Array Broadcasting, a visual explanation

The term broadcasting describes how NumPy treats arrays with different shapes during arithmetic operations. Subject to certain constraints, the smaller array is “broadcast” across the larger array so that they have compatible shapes.

Broadcasting provides a means of vectorizing array operations so that looping occurs in C instead of Python. It does this without making needless copies of data and usually leads to efficient algorithm implementations. There are, however, cases where broadcasting is a bad idea because it leads to inefficient use of memory that slows computation.
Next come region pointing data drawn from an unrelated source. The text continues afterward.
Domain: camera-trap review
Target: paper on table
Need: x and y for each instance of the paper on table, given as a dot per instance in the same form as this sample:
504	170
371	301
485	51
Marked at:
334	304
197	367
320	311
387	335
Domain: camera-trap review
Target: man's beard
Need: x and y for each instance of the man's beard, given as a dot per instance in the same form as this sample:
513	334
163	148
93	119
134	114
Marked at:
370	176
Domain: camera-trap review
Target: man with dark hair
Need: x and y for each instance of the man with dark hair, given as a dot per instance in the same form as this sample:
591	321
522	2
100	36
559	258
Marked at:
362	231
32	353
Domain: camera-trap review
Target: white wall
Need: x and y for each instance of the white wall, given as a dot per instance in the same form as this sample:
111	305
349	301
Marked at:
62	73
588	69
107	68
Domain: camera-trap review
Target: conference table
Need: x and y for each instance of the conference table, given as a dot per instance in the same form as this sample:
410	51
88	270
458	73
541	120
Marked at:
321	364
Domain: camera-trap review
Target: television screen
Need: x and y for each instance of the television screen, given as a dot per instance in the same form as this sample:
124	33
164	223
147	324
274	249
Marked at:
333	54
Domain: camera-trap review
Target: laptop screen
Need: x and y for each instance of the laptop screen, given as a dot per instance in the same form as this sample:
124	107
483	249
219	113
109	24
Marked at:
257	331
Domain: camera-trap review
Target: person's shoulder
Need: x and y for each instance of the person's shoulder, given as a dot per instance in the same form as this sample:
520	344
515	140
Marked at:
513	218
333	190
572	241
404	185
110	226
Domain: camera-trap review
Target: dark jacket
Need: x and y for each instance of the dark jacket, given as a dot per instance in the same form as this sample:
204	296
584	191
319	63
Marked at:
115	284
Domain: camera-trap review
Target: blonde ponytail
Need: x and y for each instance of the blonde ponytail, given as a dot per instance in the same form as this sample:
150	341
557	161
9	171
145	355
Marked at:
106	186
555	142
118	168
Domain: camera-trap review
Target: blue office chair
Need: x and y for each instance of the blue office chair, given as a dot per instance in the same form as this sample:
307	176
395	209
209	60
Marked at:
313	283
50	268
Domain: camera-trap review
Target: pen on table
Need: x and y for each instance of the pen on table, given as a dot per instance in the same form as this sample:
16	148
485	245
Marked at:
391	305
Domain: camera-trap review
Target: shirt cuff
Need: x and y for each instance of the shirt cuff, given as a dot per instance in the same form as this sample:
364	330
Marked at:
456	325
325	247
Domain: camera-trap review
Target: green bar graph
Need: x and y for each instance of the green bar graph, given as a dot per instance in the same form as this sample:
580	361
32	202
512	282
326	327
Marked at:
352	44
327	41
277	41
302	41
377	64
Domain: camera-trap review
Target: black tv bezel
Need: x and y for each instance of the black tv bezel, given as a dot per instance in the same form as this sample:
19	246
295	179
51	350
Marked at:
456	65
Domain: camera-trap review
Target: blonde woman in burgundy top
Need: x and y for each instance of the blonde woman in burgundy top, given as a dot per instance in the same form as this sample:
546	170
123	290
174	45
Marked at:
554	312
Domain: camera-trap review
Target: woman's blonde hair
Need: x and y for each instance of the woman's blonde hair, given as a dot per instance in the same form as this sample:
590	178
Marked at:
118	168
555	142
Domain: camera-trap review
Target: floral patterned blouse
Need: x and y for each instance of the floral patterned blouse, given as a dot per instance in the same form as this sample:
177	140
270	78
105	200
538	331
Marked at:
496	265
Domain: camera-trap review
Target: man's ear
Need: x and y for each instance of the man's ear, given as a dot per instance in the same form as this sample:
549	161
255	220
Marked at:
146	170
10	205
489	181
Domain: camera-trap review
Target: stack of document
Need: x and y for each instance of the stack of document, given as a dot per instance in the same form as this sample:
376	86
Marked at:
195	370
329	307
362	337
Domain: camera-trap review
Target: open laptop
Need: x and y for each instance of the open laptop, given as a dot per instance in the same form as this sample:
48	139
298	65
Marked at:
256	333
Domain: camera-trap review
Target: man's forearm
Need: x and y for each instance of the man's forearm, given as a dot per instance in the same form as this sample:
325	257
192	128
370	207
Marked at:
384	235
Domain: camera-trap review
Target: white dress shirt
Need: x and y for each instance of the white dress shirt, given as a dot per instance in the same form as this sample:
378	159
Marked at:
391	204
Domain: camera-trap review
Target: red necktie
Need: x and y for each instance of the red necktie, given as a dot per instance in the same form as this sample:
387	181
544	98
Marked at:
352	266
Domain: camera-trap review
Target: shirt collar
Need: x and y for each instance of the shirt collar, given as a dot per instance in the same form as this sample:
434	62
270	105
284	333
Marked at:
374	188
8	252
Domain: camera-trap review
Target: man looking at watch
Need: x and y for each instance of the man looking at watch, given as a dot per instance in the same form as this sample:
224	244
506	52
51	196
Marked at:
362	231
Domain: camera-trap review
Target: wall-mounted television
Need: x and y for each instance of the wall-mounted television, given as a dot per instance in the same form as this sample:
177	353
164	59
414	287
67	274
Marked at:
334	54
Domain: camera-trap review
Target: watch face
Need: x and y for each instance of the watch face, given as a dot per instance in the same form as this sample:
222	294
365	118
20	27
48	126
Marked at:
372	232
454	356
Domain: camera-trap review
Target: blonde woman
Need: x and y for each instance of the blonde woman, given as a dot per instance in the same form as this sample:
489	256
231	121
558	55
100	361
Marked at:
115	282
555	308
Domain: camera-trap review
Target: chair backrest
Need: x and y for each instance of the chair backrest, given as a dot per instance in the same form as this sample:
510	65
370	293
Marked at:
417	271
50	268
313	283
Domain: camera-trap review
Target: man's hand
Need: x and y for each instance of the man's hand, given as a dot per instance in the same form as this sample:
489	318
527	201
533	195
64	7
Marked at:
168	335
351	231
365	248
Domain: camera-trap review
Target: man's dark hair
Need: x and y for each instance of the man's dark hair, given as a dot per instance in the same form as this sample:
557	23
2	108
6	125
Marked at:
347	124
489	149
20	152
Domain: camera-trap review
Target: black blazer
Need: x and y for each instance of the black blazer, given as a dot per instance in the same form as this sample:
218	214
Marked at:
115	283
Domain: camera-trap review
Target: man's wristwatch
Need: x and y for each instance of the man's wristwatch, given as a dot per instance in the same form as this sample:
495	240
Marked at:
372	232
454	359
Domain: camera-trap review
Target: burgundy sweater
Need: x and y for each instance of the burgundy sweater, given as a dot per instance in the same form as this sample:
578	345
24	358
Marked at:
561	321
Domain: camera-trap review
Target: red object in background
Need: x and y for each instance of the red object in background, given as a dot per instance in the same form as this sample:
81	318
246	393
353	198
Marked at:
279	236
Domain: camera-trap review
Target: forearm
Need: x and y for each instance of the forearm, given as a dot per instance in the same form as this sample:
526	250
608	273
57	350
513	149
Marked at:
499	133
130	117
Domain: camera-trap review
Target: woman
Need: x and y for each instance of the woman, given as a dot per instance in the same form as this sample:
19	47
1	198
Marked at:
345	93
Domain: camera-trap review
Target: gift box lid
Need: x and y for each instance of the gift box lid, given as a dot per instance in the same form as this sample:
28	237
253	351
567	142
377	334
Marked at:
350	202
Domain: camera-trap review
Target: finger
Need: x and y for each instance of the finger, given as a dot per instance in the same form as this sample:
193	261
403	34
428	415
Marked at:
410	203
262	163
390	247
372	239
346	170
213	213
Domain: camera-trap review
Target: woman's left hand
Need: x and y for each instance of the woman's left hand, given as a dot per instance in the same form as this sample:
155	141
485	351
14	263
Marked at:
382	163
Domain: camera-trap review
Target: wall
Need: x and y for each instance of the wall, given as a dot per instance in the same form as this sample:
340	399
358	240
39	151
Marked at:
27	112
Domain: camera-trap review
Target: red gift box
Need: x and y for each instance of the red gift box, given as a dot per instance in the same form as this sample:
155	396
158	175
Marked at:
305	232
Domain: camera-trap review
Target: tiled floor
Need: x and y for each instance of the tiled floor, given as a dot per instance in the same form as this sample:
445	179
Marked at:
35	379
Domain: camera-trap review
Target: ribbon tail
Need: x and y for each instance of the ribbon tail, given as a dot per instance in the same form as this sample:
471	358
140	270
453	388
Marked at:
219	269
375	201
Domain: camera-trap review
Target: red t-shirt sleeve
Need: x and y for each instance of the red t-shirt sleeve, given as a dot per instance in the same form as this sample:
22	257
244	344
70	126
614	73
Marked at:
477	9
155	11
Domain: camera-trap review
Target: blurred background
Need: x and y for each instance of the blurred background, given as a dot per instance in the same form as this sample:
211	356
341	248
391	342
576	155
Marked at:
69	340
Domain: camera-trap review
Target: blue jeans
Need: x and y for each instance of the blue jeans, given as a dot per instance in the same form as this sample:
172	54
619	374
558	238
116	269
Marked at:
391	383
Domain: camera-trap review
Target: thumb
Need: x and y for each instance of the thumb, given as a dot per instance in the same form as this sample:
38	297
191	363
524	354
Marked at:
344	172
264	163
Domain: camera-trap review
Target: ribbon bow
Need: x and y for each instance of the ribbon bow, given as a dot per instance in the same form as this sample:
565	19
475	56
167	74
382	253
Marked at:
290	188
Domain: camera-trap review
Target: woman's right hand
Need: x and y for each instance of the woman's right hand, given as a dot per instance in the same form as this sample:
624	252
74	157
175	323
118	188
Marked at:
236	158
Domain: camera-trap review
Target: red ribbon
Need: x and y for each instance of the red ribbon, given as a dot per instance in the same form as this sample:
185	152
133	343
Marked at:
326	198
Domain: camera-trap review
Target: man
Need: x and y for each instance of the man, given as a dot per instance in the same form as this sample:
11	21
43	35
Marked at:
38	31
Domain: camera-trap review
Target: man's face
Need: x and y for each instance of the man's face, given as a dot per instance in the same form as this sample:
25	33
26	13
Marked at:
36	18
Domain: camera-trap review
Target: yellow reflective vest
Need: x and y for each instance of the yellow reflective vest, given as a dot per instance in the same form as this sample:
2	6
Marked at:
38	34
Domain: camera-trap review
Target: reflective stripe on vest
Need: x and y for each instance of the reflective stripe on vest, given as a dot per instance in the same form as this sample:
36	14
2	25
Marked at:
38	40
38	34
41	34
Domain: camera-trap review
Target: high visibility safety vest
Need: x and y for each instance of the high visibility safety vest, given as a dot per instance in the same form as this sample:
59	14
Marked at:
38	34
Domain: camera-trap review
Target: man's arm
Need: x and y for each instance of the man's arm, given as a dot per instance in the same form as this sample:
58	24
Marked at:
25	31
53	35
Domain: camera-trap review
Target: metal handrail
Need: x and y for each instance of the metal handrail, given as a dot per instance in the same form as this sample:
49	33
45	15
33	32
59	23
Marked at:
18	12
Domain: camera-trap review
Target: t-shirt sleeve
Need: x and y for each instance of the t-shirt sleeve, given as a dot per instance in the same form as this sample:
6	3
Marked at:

In the following multiplication operation between a (3,1) array and ascalar, numpy broadcasts copies of the scalar b across the required dimension so that the operation can be done as a pair of arrays on an element-by-element basis.

import numpy as np

a = np.array([1.0, 2.0, 3.0])
b = 2.0
a * b

array([2., 4., 6.])

The result of the above is the equivalent of

a = np.array([1.0, 2.0, 3.0])
b = np.array([2.0, 2.0, 2.0])
a * b
>>> array([ 2.,  4.,  6.])

The new elements in b, as shown in Figure below, are simply copies of the original scalar.In fact NumPy uses the original scalar value without actually making copies so that broadcasting operations are as memory and computationally efficient as possible.

Image source: https://numpy.org/

The code in the first example is more efficient than that in the first because broadcasting moves less memory around during the multiplication (b is a scalar rather than an array).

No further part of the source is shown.